Please note: We are currently funded by Laudes Foundation for core activities as well as special projects such as the Fashion Transparency Index. Laudes Foundation is an independent foundation and part of the Brenninkmeijer family enterprise, alongside COFRA Group businesses and the family’s other private philanthropic activities, including Porticus, Good Energies Foundation and Argidius Foundation. The Foundation is independent from the Group and works to influence all of the garment industry, including the COFRA group businesses which includes C&A. The Laudes Foundation engages with the companies within the Group as thought partners, sharing ideas and approaches that can inspire change and challenge the daily norms, as well as  learning from their insights and expertise.

Laudes Foundation is responding to the dual crises of inequality and climate change by supporting brave, innovative efforts that inspire and challenge industry to harness its power for good, providing philanthropic capital, expertise and connections to help catalyse systems change and influencing the financial sector to move towards a new economy that values all people and nature. These two strategies are designed to help accelerate the existing movement towards a just and regenerative economy. Find more about how Laudes Foundation operates.

We would like to highlight our fair treatment of fact and our non-biased approach to assessing C&A in the Fashion Transparency Index. We have mitigated any risk of a conflict of interest by the following three methods: viewing and treating C&A and the Laudes Foundation as separate entities; treating C&A like any other of the 249 brands we analysed and not giving C&A any preferential treatment; additional assessments of C&A by our research partners, Mexican NGO Arlenica and external assessment by our technical partner in Brazil ABC Associados.

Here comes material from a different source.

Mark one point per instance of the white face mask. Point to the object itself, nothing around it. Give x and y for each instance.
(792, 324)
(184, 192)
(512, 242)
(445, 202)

C&A, along with many other major multinational brands, suspended and cancelled orders during the Covid-19 pandemic. Alongside other organisations, we are calling on brands to immediately reinstate all suspended and cancelled orders and to be more responsible business partners to their suppliers moving forwards. We encourage our supporters to use the ‘email a brand’ template on our homepage and support the #PayUp campaign.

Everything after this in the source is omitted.